After snatching a stretch of 24 hours above USD 10,000, Bitcoin price dipped once more below that same level, if only for a brief moment, ending the week on a sour note.

When you want something so badly, it ends up being such a disappointment no matter the outcome. Bitcoin bulls should be happy that price on Saturday morning Europe time is somewhat still holding at the support level. But they will feel cheated since most of them were expecting yet another strong rally toward the tail end of September. Price is now on a thin margin at USD 10,020 (10:15 am UTC, CoinDesk).

Altcoin sentiment recovering?

Altcoins are now starting to also lose their grip on new gains made during the working week, with Ethereum sliding back down from USD 220. Our own technical analysis on BitcoinNews.com does foresee either USD 200 or USD 240 for Ethereum, so it’s still a fine line in between for now.

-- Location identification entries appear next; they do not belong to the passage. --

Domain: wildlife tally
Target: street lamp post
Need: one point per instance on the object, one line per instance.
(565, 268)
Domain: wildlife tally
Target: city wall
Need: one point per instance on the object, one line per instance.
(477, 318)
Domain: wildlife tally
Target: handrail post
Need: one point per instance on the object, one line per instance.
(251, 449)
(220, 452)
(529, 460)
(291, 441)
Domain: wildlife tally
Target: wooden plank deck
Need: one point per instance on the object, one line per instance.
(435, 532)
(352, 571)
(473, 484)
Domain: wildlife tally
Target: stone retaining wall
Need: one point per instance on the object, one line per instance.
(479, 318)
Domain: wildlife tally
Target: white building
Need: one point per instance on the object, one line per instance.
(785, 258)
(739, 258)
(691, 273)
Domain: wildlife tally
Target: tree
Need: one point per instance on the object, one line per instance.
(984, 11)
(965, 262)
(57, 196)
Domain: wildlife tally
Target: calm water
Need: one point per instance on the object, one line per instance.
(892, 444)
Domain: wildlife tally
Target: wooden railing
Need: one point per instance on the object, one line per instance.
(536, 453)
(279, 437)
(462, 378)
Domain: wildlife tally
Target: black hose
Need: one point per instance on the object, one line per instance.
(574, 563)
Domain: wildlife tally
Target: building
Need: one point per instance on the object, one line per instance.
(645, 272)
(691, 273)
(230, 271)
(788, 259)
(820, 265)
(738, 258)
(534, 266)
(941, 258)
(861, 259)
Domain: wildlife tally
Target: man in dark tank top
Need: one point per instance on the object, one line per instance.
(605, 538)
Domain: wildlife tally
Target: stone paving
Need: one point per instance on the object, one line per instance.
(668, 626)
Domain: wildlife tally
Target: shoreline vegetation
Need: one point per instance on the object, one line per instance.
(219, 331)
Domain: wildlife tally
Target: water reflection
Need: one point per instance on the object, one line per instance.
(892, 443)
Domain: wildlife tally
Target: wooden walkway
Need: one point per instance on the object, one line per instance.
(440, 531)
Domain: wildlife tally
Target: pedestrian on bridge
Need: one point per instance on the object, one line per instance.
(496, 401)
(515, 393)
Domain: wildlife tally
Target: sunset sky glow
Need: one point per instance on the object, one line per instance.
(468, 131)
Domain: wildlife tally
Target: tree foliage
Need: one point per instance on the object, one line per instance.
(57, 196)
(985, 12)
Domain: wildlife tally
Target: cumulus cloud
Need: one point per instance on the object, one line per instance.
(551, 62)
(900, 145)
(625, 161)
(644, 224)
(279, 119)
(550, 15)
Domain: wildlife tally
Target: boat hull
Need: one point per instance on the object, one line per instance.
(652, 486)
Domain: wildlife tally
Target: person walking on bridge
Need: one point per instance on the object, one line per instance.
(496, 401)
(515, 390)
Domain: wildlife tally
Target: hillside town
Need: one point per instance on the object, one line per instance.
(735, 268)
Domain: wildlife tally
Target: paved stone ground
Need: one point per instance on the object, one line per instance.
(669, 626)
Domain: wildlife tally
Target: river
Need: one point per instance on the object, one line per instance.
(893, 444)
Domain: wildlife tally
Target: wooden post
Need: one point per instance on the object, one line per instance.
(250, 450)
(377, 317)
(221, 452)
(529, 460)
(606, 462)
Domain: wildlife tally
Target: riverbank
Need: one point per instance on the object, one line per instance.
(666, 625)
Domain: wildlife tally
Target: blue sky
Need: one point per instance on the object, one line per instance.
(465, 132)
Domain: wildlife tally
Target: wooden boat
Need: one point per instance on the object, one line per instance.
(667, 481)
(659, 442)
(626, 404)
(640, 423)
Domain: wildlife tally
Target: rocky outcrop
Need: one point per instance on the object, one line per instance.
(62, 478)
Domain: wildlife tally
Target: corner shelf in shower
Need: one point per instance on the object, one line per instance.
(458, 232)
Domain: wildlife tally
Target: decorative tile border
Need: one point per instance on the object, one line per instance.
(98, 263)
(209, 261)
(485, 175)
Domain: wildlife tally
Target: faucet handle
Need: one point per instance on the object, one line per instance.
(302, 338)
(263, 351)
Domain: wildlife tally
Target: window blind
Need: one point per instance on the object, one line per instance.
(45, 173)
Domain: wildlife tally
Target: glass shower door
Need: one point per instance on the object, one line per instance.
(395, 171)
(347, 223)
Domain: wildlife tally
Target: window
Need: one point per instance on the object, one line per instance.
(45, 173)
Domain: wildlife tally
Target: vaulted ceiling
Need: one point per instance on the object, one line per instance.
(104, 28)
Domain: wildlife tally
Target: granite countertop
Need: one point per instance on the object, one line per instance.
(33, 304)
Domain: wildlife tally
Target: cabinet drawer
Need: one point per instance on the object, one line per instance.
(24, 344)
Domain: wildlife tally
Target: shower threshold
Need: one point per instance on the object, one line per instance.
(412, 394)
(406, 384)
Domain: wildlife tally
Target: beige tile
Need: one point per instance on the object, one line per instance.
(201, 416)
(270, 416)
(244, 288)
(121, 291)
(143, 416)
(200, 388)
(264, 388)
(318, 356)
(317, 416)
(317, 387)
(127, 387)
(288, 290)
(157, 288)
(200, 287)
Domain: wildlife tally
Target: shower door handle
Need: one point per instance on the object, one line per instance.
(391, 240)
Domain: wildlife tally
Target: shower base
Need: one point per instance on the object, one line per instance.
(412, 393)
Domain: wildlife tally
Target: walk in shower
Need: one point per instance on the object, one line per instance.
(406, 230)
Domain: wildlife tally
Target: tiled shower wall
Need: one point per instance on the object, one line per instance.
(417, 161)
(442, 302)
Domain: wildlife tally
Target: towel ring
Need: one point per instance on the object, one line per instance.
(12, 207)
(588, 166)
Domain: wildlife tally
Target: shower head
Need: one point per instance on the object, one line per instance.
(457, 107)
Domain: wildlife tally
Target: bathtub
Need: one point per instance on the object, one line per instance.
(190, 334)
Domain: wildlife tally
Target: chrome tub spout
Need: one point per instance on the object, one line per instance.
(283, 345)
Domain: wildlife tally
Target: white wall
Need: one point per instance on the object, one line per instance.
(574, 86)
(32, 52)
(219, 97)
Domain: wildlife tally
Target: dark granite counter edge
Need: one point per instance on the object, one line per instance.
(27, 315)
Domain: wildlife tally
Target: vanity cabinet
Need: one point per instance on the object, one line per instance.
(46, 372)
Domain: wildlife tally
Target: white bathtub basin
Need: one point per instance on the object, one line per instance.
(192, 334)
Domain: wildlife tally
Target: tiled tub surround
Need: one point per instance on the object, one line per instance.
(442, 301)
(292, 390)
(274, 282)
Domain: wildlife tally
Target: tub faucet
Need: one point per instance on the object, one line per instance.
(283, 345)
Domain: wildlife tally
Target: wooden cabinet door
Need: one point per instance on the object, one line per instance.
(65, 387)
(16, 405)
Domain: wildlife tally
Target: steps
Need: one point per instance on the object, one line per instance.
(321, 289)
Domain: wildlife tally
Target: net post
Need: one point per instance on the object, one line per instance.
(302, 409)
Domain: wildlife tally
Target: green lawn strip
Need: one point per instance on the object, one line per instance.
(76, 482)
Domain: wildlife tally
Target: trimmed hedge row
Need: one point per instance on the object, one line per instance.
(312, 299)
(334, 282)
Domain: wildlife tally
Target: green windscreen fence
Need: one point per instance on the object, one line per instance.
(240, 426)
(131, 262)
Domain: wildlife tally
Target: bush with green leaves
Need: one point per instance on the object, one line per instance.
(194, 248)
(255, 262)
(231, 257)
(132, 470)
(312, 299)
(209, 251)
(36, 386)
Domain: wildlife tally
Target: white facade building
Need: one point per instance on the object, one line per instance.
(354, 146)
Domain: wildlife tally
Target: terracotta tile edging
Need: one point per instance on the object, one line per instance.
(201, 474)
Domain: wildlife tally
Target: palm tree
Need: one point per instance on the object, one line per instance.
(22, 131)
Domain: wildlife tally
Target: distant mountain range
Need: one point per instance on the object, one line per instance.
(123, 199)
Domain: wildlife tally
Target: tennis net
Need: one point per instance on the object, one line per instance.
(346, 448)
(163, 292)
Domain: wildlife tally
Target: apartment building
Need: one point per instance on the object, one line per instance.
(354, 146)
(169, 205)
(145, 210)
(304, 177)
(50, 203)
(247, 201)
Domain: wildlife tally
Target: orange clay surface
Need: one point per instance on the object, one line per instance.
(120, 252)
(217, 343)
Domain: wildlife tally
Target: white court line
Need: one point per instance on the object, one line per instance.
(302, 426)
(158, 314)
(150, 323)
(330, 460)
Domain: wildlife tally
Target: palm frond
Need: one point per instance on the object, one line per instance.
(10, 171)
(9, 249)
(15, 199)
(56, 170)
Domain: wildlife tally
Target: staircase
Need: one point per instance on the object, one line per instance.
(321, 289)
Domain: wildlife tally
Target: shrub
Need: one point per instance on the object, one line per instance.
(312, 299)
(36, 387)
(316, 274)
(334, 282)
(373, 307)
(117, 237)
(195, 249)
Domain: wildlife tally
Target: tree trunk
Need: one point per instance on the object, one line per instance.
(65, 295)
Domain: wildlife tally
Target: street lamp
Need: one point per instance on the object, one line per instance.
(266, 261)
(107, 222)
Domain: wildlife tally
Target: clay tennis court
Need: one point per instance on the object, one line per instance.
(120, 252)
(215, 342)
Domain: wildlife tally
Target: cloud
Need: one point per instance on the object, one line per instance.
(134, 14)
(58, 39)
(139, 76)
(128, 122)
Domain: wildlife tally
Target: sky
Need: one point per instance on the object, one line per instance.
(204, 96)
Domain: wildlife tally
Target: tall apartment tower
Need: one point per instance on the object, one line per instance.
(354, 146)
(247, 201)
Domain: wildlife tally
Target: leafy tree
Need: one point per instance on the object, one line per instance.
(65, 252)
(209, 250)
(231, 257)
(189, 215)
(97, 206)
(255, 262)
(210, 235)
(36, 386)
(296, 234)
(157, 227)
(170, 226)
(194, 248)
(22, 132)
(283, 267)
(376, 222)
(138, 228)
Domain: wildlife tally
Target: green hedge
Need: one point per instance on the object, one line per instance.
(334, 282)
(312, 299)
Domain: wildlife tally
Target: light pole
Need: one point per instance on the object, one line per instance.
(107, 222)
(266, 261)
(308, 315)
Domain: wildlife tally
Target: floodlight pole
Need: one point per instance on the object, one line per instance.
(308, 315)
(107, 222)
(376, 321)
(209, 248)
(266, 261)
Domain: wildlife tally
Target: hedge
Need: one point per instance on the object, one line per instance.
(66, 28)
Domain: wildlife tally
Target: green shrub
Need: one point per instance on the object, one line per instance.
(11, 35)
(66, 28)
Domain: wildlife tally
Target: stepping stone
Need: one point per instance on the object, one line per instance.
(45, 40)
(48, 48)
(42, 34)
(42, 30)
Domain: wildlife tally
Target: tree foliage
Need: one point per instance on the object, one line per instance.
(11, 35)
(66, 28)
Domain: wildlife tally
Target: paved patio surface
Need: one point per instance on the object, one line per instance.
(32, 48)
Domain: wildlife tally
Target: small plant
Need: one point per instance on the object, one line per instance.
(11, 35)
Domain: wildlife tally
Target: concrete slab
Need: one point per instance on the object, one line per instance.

As a result, the altcoin market may also decide to chuck caution to the wind and take the Ethereum ride if they wish to depeg from Bitcoin.

Along with that, Ethereum’s transaction fees are now reaching a high, not seen since March 2019. So much so, this has now made it costlier to transact than Bitcoin. In the past week, median and mean fees have reached about 32 gwei per unit of gas, which averages out to something like 15 cents for a transaction to confirm reasonably quickly.

According to digital assets data providers Messari and Coin Metrics, over a 24 hour period earlier this week, Ethereum users spent USD 207,000 on transactions compared to only USD 180,000 on Bitcoin. Many believe that this is because Tether migrated to Ethereum in July. The world’s most popular stablecoin had previously used the Omni protocol, which was built atop of the Bitcoin blockchain.

The Coin Metrics report stated:

“[Tether]… accounted for over 25% of all Ethereum transactions on September 8th, and has consistently accounted for more than 10% of all Ethereum transactions since mid-August.”

Although altcoin prices are now a very low 5% to 10% of their all-time highs, coinciding roughly with Bitcoin’s meteoric rise in late 2017, many of them have been seeing a recovery this year, largely thanks to sentiment improving on crypto and Bitcoin in general. Nevertheless, if price alone was not enough to mark an uptick in positivity, then people will see the fee increases as something of further proof of changing fortunes.

This is mainly because many crypto analysts argue that fees spent on a network are a far more accurate indicator of demand than pure transaction count or volume, since these two factors can be vulnerable to spoofing to inflate their numbers.

Bakkt anticipation

Of course, it could be that this slight dip in Bitcoin price is a result of Bakkt, which is due to be launched in two days. Ordinarily, one would expect that Bakkt’s launch, which was much anticipated for over a year, should drive the price up immensely. However, after many delays and uncertainties, since they first announced a regulatory compliant Bitcoin futures that would be settled in physical Bitcoin, interest has been waning, and any positive gains from the launch are considered by many to be already priced in.

Thus, only a launch on Monday that takes place without a hitch would bring some relief to Bitcoin price. Anything less, and we could see even further slippages, although that should be minimal since another delay or negative outcome shouldn’t really be of that much a surprise.

Apart from Bakkt, one should also remember that two other competitors, VanECK and SolidX, gave up and abandoned their own plans for a Bitcoin exchange-traded fund (ETF). Had they been approved, institutional investors would have a clear path for accredited investment into the Bitcoin market. Remember, though, no one gave those applications a chance, so most would have expected only Bakkt as the sole hope for approval by the SEC.

And perhaps most important as a clue for Bakkt has been the okay from CFTC, and a go-ahead as well from the NYDFS for insurance of up to USD 125 million on Bitcoin custodian services (which was also rumored to be the big whale move we witnessed two weeks ago).

If these weren’t enough, we’ve also seen very public backing from both Fundstrat (through its ever vocal Tom Lee) and US presidential candidate and also ever vocal, John McAfee.

Whether or not Bakkt will truly “improve trust with institutions to crypto” or if it can really “jump-start crypto adoption”, we only have to find out with time.